When I came to Drexel in 2016, our chapter of the NAACP had just been started. The chapter had a meeting space in what is now the Academic Building and that became a place on campus for Black and brown students to go and hang out — a safe space we created for ourselves. Fast forward to 2020 and the climate around the pandemic and the civil unrest following the murder of George Floyd. Drexel understood that Black students wanted answers and wanted a space to feel safe once again. Thus, the Center for Black Culture (CBC) came to fruition and I was so happy to help make it what it has become today as a member of the first Advisory Board.
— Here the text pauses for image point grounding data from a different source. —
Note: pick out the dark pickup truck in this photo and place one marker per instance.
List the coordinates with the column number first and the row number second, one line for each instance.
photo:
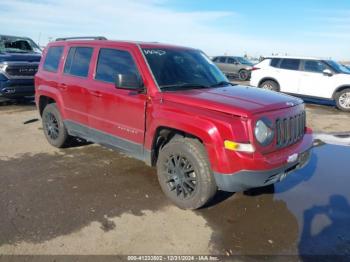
column 19, row 60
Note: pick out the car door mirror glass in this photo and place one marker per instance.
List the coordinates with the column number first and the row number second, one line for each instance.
column 128, row 81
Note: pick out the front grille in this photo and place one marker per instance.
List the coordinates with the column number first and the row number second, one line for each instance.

The CBC is where I found my village, my people, my home away from home. It’s time for you to find yours, and you will. Find the place and the people who make you feel safe, who embrace all that you are — every facet of your identity. You won’t find this everywhere. Just because you are welcome somewhere doesn’t mean it’s where you feel most at home.

Bynum (left) and Roberta Waite, EdD, professor in doctoral nursing and associate dean of Community-Centered Health & Wellness and Academic Integration, posing together at the Macy Undergraduate Leadership Fellows Program award ceremony.

And even within these cherished spaces, it’s important to respect differences. Through the CBC, I learned that everyone’s Blackness is different. Whether you're a Caribbean, African, African-American, whether you grew up in a suburb or a city, we are all under this umbrella term of being Black or African-American, but all of our identity bases and our cultures are different. And these differences are not only respected, they are celebrated. No one is expected to conform. No one is expected to be someone they’re not.

Over time, living on campus, you’ll figure all this out for yourself. You’ll find your friend group, your home away from home, the people who accept you and understand you, who care about you and find joy in watching you succeed.

They’ll be there to help you and support you.

They’ll enable you step out of your comfort zone.

They’ll share or support your interests, and respect and celebrate your differences.

Knowing them will give you the opportunity to be the best version of yourself you could ever be.